For the Purposes of Analytical Efficiency, Making Copies of the Dragnet
In 2008, NSA started (or started telling the FISA Court) it was copying the dragnet.
Starting with the January docket BR 08-01 (the date is illegible but it should be around January 4, 2008), the orders added a footnote saying,
5 The Court understands that for the purposes of analytical efficiency a copy of meta data obtained pursuant to the Court’s Orders in this matter will be stored in the same database with data obtained pursuant to other NSA authorities and data provided to NSA from other sources. Access to such records shall be strictly limited in accordance with the procedures set forth in paragraphs A – G.
The footnote would appear in four more orders that year: BR 08-04 4/3/08; BR 08-07 6/26/08; BR 08-08 9/19/08?. Then it disappeared in the December 11, 2008 docket, BR 08-13 12/11/08. It did not appear in any other orders, though starting with the October 29, 2010 docket BR 10-70, a different footnote noted that “NSA will maintain the BR metadata in recovery back-up systems.”
The change almost certainly relates to the federated query system, in which all the data from EO 12333 collection (and, given the reference to “data provided to NSA from other sources,” probably GCHQ collection) was and, at least until 2011, remained accessible from one interface.
The footnote almost certainly does reflect a change in the way NSA handled the data (that is, in this case NSA informed FISC in timely fashion), because by April of that year, 31 “newly trained” NSA analysts were caught querying domestic phone data using 2,373 identifiers without knowing they were doing so, which seems to indicate the “newly trained” analysts just kept querying metadata as they would have using EO 12333 collected data. Though NSA didn’t tell FISC about that until 6 months later. In the interim (in August 2008), NSA also told FISC about how it correlated numbers — which we know works across data sources, not exclusively within the domestic data collection.
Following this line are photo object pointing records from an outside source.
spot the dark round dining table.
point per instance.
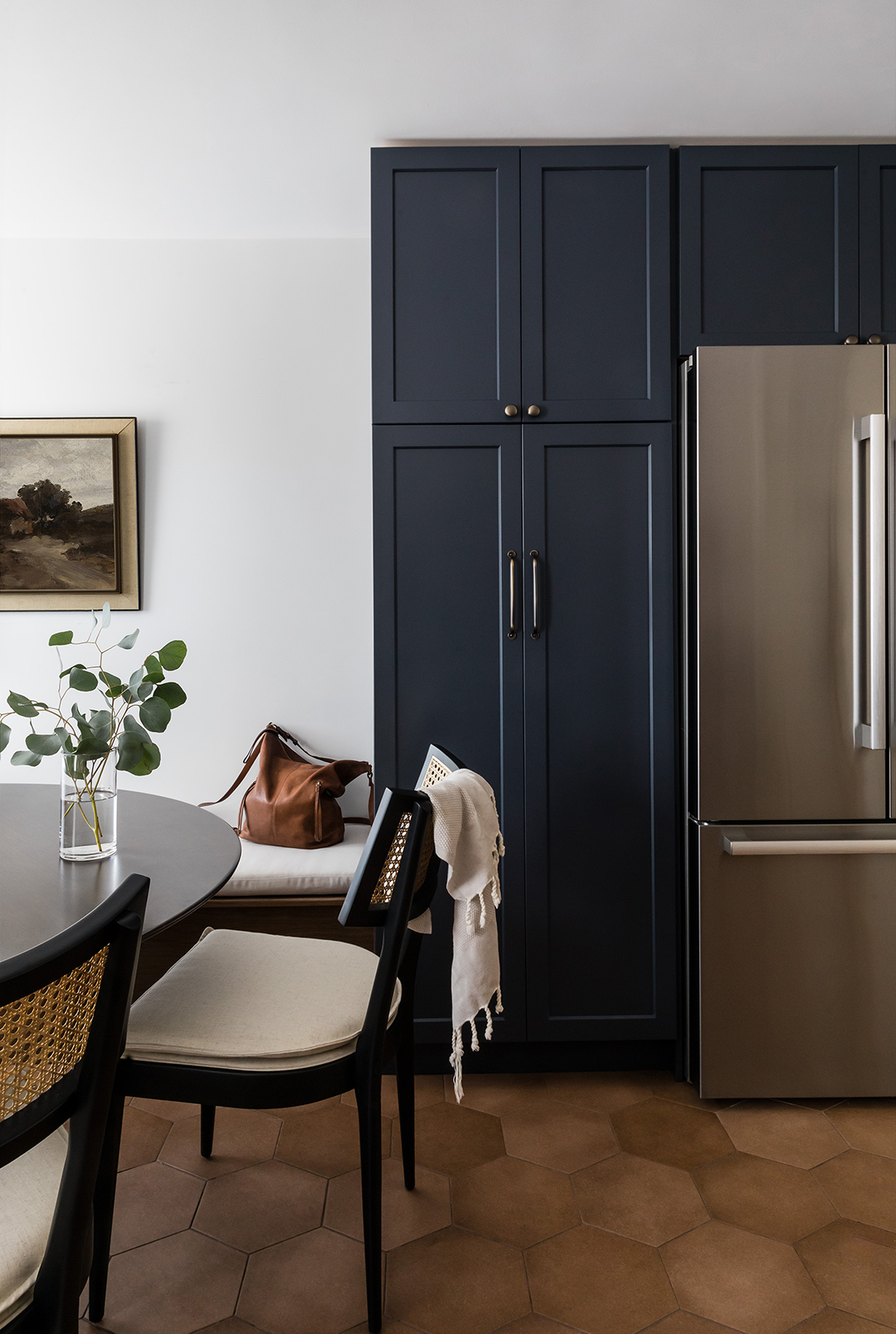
(188, 854)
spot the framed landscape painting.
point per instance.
(68, 514)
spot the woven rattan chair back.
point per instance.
(63, 1011)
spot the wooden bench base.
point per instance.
(305, 915)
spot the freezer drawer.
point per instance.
(796, 947)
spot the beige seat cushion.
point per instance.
(248, 1000)
(298, 870)
(28, 1190)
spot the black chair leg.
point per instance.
(404, 1081)
(206, 1130)
(371, 1134)
(105, 1206)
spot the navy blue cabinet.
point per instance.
(768, 246)
(595, 263)
(468, 329)
(878, 241)
(447, 510)
(601, 769)
(562, 697)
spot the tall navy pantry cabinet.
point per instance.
(524, 557)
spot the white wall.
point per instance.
(184, 202)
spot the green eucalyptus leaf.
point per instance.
(24, 758)
(129, 752)
(173, 655)
(131, 724)
(81, 679)
(153, 669)
(43, 745)
(155, 714)
(173, 694)
(23, 706)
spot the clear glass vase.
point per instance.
(88, 816)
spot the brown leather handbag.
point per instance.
(292, 803)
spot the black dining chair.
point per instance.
(63, 1015)
(259, 1020)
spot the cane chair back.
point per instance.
(63, 1013)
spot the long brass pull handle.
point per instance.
(536, 632)
(511, 632)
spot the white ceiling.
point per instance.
(254, 118)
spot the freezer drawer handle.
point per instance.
(810, 846)
(872, 734)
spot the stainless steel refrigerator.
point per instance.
(790, 596)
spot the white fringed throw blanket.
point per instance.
(468, 838)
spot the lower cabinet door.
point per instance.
(599, 731)
(447, 513)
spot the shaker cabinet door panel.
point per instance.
(447, 511)
(878, 241)
(599, 728)
(595, 261)
(446, 258)
(770, 250)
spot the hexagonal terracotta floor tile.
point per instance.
(559, 1136)
(597, 1283)
(241, 1138)
(143, 1134)
(597, 1090)
(407, 1215)
(153, 1201)
(263, 1205)
(736, 1278)
(766, 1197)
(862, 1186)
(683, 1322)
(855, 1268)
(647, 1201)
(427, 1088)
(783, 1132)
(514, 1201)
(840, 1322)
(867, 1123)
(325, 1141)
(173, 1286)
(671, 1132)
(499, 1093)
(452, 1283)
(309, 1285)
(450, 1138)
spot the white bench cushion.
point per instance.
(248, 1000)
(28, 1190)
(298, 870)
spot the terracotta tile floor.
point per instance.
(607, 1204)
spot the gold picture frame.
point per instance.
(114, 579)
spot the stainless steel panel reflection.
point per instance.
(775, 583)
(797, 987)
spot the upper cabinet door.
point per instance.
(770, 247)
(595, 228)
(878, 241)
(446, 250)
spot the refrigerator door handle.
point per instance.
(810, 846)
(872, 734)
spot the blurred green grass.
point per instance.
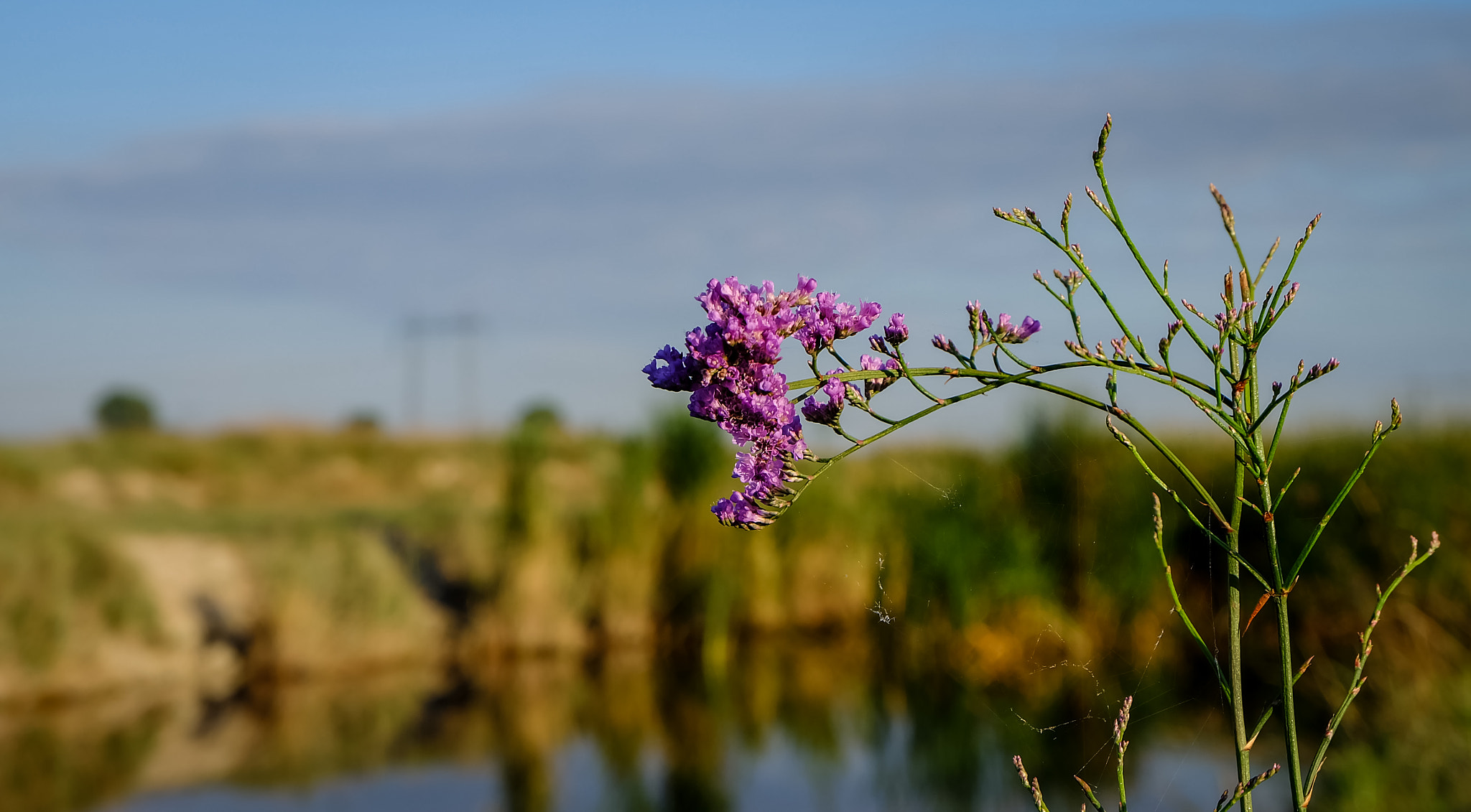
(999, 566)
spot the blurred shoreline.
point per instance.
(223, 573)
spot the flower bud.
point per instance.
(898, 333)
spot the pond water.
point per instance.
(827, 726)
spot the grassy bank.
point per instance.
(147, 558)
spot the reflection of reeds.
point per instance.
(363, 549)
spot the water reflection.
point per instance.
(796, 724)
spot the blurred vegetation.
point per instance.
(126, 409)
(1008, 579)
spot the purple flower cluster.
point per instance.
(825, 414)
(874, 386)
(1006, 333)
(730, 367)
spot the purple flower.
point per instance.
(679, 375)
(827, 414)
(829, 319)
(739, 510)
(1008, 333)
(898, 333)
(874, 386)
(728, 367)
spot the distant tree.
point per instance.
(126, 409)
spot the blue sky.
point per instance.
(236, 205)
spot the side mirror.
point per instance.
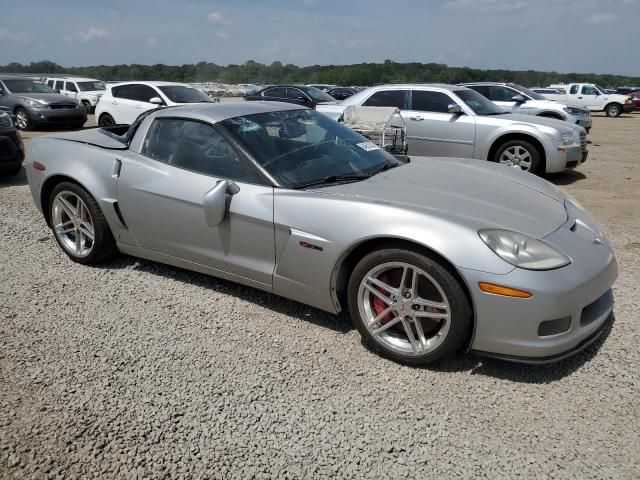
(454, 109)
(215, 202)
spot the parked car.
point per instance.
(341, 93)
(593, 97)
(452, 121)
(325, 87)
(124, 102)
(35, 103)
(298, 94)
(86, 90)
(11, 147)
(518, 99)
(428, 256)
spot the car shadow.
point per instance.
(567, 177)
(14, 180)
(338, 323)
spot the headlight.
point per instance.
(5, 120)
(33, 103)
(567, 138)
(523, 251)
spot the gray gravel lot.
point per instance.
(139, 370)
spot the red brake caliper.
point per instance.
(378, 305)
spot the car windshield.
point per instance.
(303, 147)
(480, 104)
(528, 92)
(318, 95)
(27, 86)
(91, 86)
(184, 94)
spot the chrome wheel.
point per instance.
(517, 156)
(404, 308)
(72, 224)
(22, 119)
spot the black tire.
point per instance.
(460, 309)
(104, 246)
(106, 120)
(613, 110)
(23, 119)
(536, 164)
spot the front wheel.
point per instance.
(23, 120)
(79, 225)
(408, 307)
(106, 120)
(613, 110)
(519, 154)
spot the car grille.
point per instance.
(583, 141)
(63, 106)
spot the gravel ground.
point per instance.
(139, 370)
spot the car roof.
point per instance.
(217, 112)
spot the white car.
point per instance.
(125, 101)
(86, 90)
(518, 99)
(593, 97)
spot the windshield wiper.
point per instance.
(332, 179)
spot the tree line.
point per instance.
(357, 74)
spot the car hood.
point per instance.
(535, 120)
(46, 97)
(476, 193)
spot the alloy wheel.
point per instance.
(404, 308)
(517, 156)
(72, 224)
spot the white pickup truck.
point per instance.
(593, 97)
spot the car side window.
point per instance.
(143, 93)
(388, 98)
(277, 92)
(197, 147)
(502, 94)
(425, 101)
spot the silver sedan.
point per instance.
(429, 256)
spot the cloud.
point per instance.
(601, 18)
(215, 18)
(89, 34)
(10, 36)
(486, 5)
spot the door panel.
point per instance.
(163, 207)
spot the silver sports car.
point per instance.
(428, 255)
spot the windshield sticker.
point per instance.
(368, 146)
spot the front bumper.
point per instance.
(579, 294)
(58, 117)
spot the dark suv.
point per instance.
(11, 147)
(33, 102)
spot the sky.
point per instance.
(584, 36)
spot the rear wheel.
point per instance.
(23, 120)
(106, 120)
(519, 154)
(408, 307)
(613, 110)
(79, 225)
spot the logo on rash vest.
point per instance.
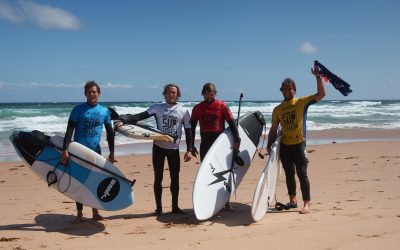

In other words, NSA was slowly integrating the phone dragnet in with its larger metadata collection, and informing — perhaps even more slowly — FISC what that meant.
In spite of the disappearance of the footnote in the first orders dealing with the dragnet problems in 2009, the NSA did not segregate the data from the federated interface. That’s clear from a memorandum of understanding NSA issued sometime after March 18, 2009 indicating that access to one metadata repository had been shut down, but four were still accessible:
- SIGINT dating back to 1998
- [redacted — which could be STELLAR WIND data or could be foreign-supplied data]
- BRFISA dating back to May 2006
- PR/TT dating back to a redacted date that public records show to be July 2004
Given the previous inclusion of 3,000 US persons in with other queries, it’s possible the newly excluded collection consisted of GCHQ collected data that included significant US person data.
I raise all this to point out one of the inherent dangers with the dragnet. A program that was billed as a simple collection designed to serve FBI needs got integrated within 2 years of inception, creating a great deal of problems, without reconsideration of whether the stated purpose of the dragnet still matched what the by-then clearly different intent was. And this from a program that was supposed to be closely minimized.
Oh by the way, NSA told the FISC, we made an extra copy of the database of all phone-based relationships in the United States. Because it’s more efficient to have two databases.
The whole purpose of building a “Big Data” system, like the NSA did with Accumulo, is to be able to throw everything into it. Accumulo, like Hadoop on which it is based, is a schema-less database. There are a number of reasons for a schema-less database, but the primary one is that you don’t need to know, in advance, what data elements (which would be enumerated in a schema) you’re going to store. So, when you come up with a new set of data, you build an appropriate ingestion procedure and store the stuff. I would speculate that the federated query system was developed before the NSA had sufficient big data capabilities and is slowly being transitioned out of use.
It’s worth noting, too, how terrible some of this stuff is in terms of process engineering? Make sure you copy the identifier correctly from the spreadsheet? Seriously? The NSA seems to have no problem putting resources on the real sexy stuff – big data – but can’t seem to be bothered with user interface design. Remember this as well as the screenshots we’ve seen of the shitty-looking Windows interface next time you see a movie or a TV show with a hacker working with a fancy advanced interface.
@Saul Tannenbaum: The 2012 report from WaPo suggested Marina may be in transition, which would make sense bc if it really includes all Internet metadata then the entire concept of what they take has been changing.